Because of its rarity, the Pediatric/Wildtype population have fewer resources available to them, with a smaller pool of physicians and medical institutions that specialize in their treatment. As the body of knowledge surrounding Adult GIST grew, and information about this subset came to light, it became clear that life-saving treatments and research needed to be made available for this “rare” population.
The seeds of what would become the Pediatric and Wild Type Clinic began through efforts to create a way to serve Pediatric GIST patients and their families.

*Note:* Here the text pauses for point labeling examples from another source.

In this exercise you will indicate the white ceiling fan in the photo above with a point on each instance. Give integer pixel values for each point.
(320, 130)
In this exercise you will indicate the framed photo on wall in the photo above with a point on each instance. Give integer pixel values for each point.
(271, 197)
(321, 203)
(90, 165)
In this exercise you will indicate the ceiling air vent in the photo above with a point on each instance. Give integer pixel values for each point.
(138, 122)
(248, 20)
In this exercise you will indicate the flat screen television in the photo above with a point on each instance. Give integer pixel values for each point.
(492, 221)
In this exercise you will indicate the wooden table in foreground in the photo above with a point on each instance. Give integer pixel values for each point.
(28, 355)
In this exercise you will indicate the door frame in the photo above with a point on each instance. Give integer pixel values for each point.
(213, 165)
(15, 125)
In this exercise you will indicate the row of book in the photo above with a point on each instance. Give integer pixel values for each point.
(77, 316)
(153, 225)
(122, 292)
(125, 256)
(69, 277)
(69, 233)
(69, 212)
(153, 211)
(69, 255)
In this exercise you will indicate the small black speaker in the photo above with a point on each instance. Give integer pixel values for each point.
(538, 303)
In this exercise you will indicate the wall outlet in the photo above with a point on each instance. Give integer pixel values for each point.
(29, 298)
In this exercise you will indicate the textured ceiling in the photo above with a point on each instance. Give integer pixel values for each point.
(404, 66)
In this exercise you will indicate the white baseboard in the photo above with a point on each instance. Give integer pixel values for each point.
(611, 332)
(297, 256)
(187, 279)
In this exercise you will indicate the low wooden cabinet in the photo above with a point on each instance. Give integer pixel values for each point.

The Life Raft Group, a Patient Advocacy organization for GIST patients, early on served as a source of support for this population by hosting the first Pediatric GIST Conference in 2004 in Montreal. Recognizing the need for more access to treatment, research studies and support, a viable way to bring this to light had not yet materialized.
In 2007, at a Connective Tissue Oncology Society (CTOS) conference, Norman Scherzer, the Executive Director of the Life Raft Group, began a dialogue with Dr. Lee Helman of the National Cancer Institute and Dr. Alberto Pappo, Pediatric Oncologist at St. Jude’s, who were presenting at a Pediatric Oncology session. They discussed the potential for gathering an international panel of physicians with an interest in pediatric GIST and a complementary set of skills.
The idea was to create a center of excellence where medical professionals and researchers could begin to learn about these rarest of patients. While GIST is rare, the Pediatric (also known as Wildtype or SDH Deficient GIST) is even rarer, comprising only 5% of all GIST cases.
As Dr. Helman states, “We sat down with Norm Scherzer at that CTOS meeting to discuss how we could bring Pediatric GIST patients to a central location where we could start to learn about the patients. Where individually, anyone of us might see one or two a year, we could share our experiences by bringing as many patients as we wanted to and bring the doctors who were interested in Pediatric GIST together.”
The inaugural Pediatric GIST Clinic was hosted by the NIH on June 18, 2008. It was the first clinic focusing on Pediatric GIST. It serves as a “model” multidisciplinary clinic that brings together “WT GIST” patients with physicians and researchers to better understand the pathophysiology of WT GIST. 1
Present at that clinic was a team of clinicians and researchers from across the United States, and members of two patient advocacy groups, The Life Raft Group and GIST Support International. The first group consisted of 14 patients and their families.
As of June 2018, there have been 16 clinics held with 171 of these rare patients seen. Groundbreaking research has resulted, and patients and their families have had the opportunity to both consult with experts in the field and to meet with one another so that they do not feel so alone.